Rockets Fired at US Baghdad HQ

 

Thursday  March 4, 2004

Naseer Al-Nahr, Arab News Staff

BAGHDAD, 4 March 2004 — Three rockets were fired at the headquarters here of the US-led coalition last night at the same time as overseer Paul Bremer was due to give a news conference, but there were no casualties, a military spokesman said. “There was a three-rocket attack in the Green Zone at 8 p.m. (1700 GMT),” the spokesman said. “One rocket impacted in the zone ... and at this time there are no reports of casualties.”

Bremer had been preparing to deliver a statement to reporters inside the protected area that houses the presidential palace and other buildings of ousted dictator Saddam Hussein. His appearance was delayed by 45 minutes but it was unclear if this was a result of the attack. Soldiers in the press center where Bremer was due to speak hurried out as the blasts were heard.

Two other explosions earlier yesterday appeared to be controlled blasts, which are regularly carried out by coalition soldiers.

Meanwhile, Shiites burying their dead chanted slogans against the United States and burned a US flag yesterday, venting their anger at Iraq’s instability after bloody bomb attacks on pilgrims in Baghdad and Karbala.

The US and Iraqi officials interrogated 10 Iraqis and five possible Iranians over the attack in Karbala, some suspected of smuggling explosives on wooden carts into the midst of thousands of pilgrims, US Brig. Gen. Mark Kimmitt said.

Iraq Governing Council President Mohammed Bahr Al-Uloom told reporters that 271 people were killed and 393 were injured Tuesday in Baghdad and Karbala. US officials, however, put the combined death toll at 117. It was impossible to reconcile the discrepancy immediately.

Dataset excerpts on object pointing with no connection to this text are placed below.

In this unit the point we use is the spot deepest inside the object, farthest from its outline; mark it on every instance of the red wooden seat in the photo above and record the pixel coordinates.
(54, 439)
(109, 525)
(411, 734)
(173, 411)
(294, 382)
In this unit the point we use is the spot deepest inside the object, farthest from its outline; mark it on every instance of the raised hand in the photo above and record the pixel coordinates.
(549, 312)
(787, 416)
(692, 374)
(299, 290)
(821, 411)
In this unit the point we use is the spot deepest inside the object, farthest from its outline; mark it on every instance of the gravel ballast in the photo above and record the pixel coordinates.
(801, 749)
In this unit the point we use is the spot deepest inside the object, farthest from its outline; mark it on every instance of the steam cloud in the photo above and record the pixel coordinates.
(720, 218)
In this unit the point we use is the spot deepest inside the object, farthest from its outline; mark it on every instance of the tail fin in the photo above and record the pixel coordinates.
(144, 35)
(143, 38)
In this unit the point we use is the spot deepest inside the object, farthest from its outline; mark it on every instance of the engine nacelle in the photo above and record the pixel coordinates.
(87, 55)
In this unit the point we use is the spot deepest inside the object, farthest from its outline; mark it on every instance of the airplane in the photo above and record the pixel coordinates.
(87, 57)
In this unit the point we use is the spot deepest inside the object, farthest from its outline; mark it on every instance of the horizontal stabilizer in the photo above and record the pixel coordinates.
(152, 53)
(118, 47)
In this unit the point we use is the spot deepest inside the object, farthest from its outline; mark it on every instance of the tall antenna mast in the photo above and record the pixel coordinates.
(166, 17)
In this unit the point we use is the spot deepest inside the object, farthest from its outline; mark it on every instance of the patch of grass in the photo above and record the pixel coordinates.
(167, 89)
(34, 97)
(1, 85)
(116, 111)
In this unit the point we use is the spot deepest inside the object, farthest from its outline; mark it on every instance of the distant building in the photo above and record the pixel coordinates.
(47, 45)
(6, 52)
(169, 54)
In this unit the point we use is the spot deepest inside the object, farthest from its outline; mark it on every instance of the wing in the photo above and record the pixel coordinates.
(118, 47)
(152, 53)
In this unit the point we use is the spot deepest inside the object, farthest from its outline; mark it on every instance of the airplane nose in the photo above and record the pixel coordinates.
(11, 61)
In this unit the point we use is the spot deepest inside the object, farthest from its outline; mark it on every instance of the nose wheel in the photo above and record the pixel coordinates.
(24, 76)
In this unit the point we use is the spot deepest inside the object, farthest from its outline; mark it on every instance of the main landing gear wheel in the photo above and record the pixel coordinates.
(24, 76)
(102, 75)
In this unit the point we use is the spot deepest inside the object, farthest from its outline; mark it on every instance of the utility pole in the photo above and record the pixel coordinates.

Several thousand Shiites marched yesterday in a funeral procession for three victims. Surrounded by clamoring crowds, they raised a US flag over their heads and set it ablaze. US and Iraqi officials pointed to Al-Qaeda-linked Jordanian militant Abu Musab Al-Zarqawi as a “prime suspect” in the attacks, saying he aims to spark a Shiite-Sunni civil war in Iraq. Many Iraqis, including Shiites, have also accused foreign terrorists.

But many Shiites have also expressed anger at the US-led occupation. Iraq’s Shiite cleric, Grand Ayatollah Ali Al-Husseini Al-Sistani, said the Americans had not done enough to provide security — particularly for not tightening border controls or properly preparing Iraqi police.